Le contexte a, sans doute, joué un rôle. Laure Marchand rappelle que, en 2013, un rapprochement est en cours entre la France et la Turquie. D’énormes marchés sont possibles pour l’industrie française. C’est beaucoup plus important que l’assassinat de trois femmes… Plus encore, l’Union Européenne a besoin de la Turquie pour freiner l’arrivée des migrants qui fuient la guerre en Syrie notamment. L’accord scandaleux est signé qui transforme la Turquie en un immense camp de réfugiés. Il permet au président Erdogan de s’attaquer massivement aux Kurdes en laissant de côté DAESCH – à qui il aurait même livré des armes… 2013 c’est aussi l’année des négociations entre Erdogan et Öchalan, dans sa prison. Négociations poudre aux yeux ? Pour faire oublier les scandales financiers du régime, Erdogan étant à ce moment là Premier ministre ?

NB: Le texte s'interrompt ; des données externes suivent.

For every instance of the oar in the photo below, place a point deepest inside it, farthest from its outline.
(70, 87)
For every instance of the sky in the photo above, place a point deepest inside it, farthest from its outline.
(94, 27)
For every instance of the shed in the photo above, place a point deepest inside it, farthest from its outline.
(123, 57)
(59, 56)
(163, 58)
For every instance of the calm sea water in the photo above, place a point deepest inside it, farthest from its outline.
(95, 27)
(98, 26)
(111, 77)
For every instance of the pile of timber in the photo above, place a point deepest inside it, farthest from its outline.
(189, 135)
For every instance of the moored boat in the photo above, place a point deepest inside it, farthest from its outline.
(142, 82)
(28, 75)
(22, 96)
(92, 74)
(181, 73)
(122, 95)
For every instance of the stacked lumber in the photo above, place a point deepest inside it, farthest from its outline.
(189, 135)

Beaucoup de questions se posent. L’implication des services secrets turcs ou d’une fraction ? Quelle est la place de la confrérie Gülen, un temps allié à Erdogan aujourd’hui ennemis irréconciliables ? Qui a commandité les assassinats ? Laure Marchand réussit à être optimiste en pensant que la lutte à mort qui s’engage entre Erdogan et Gülen – aujourd’hui réfugié aux Etats-Unis et bien gardé – pourrait laisser passer des éclats de clarté sur cette affaire qui a aussi une dimension féministe.
Nicolas Béniès.
« Triple assassinat au 147 rue La Fayette », Laure Marchand, Solin/Actes Sud.